Critical Vulnerability in King Addons for Elementor Plugin Allows Full WordPress Site Takeover
A significant security flaw has been identified in the King Addons for Elementor WordPress plugin, which is actively installed on over 10,000 websites globally. This vulnerability permits unauthenticated attackers to gain full administrative control over affected WordPress sites by merely registering a new account with administrator privileges.
Discovery and Disclosure Timeline
The vulnerability was initially reported on July 24, 2025. Wordfence security analysts disclosed the issue through their Wordfence Intelligence database on October 30, 2025. In response, the plugin’s vendor released a patched version on September 25, 2025, addressing the underlying security flaw. Despite the availability of this patch, attackers began exploiting the vulnerability on October 31, 2025, just one day after public disclosure. To date, the Wordfence Firewall has blocked over 48,400 exploit attempts targeting vulnerable websites.
Technical Details of the Vulnerability
The core of this vulnerability lies in the plugin’s user registration function, specifically within the `handle_register_ajax()` function. The plugin fails to properly validate and restrict user roles during account creation. When a user registers through the plugin’s login form, the code accepts a `user_role` parameter from the POST request without adequate validation.
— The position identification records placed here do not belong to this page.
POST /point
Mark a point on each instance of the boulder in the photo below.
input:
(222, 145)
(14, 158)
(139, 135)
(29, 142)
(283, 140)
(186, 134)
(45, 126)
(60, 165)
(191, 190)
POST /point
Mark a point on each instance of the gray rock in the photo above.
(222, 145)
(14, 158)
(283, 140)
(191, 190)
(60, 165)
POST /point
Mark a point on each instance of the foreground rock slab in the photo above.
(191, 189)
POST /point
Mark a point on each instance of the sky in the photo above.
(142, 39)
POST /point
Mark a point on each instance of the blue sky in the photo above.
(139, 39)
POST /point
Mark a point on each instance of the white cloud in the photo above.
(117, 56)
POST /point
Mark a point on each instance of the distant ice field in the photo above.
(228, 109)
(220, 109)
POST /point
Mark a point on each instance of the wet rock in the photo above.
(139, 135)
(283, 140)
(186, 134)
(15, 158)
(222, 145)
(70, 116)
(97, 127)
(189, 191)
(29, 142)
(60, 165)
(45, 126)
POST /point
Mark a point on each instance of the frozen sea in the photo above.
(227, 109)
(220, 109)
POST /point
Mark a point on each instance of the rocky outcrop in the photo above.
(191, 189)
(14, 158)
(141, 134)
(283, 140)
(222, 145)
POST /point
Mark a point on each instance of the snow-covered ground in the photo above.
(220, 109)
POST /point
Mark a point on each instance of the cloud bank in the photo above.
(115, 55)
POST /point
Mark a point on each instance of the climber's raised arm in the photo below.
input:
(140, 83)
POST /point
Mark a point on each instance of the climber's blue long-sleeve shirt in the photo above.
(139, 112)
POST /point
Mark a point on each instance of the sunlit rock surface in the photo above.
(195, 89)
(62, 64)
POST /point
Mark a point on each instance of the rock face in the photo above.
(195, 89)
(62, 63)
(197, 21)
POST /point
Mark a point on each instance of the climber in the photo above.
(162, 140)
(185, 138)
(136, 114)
An attacker can send a specially crafted registration request specifying ‘administrator’ as their intended role, and the plugin accepts this without question.
The vulnerable code snippet processes the `user_role` field as follows:
“`php
$user_role = isset($_POST[‘user_role’]) ? sanitize_text_field($_POST[‘user_role’]) : ”;
if (!empty($user_role) && $user_role !== ‘subscriber’) {
$user_data[‘role’] = $user_role;
}
$user_id = wp_insert_user($user_data);
“`
An attacker would send a POST request to the plugin’s AJAX handler with parameters like:
“`
POST /wp-admin/admin-ajax.php HTTP/1.1
action=king_addons_user_register&user_role=administrator&username=attacker_name&[email protected]
“`
This request bypasses all authentication checks and creates a fully functional administrator account that the attacker can use to access WordPress.
Potential Impact
Once attackers gain administrative access, they can:
– Upload malicious files
– Modify website content
– Inject spam
– Install backdoors to maintain persistent access
This level of control poses a critical risk to any WordPress site running vulnerable versions of the plugin.
Mitigation Measures
Website administrators are strongly advised to update their King Addons for Elementor plugin to version 51.1.35 immediately to secure their installations against ongoing attacks.
Summary of the Vulnerability
– CVE ID: CVE-2025-8489
– CVSS Score: 9.8 (Critical)
– Affected Versions: 24.12.92 – 51.1.14
– Patched Version: 51.1.35
– Vulnerability Type: Unauthenticated Privilege Escalation
– Affected Plugin: King Addons for Elementor
– Installations: 10,000+
– Researcher: Peter Thaleikis
– Security Bounty: $1,073.00
– Exploitation Status: Active
– Blocks Since Disclosure: 48,400+ attempts
Conclusion
This vulnerability underscores the importance of regular plugin updates and vigilant security practices for WordPress site administrators. Ensuring that all plugins are up-to-date and monitoring for unusual activity can help mitigate the risk of such exploits.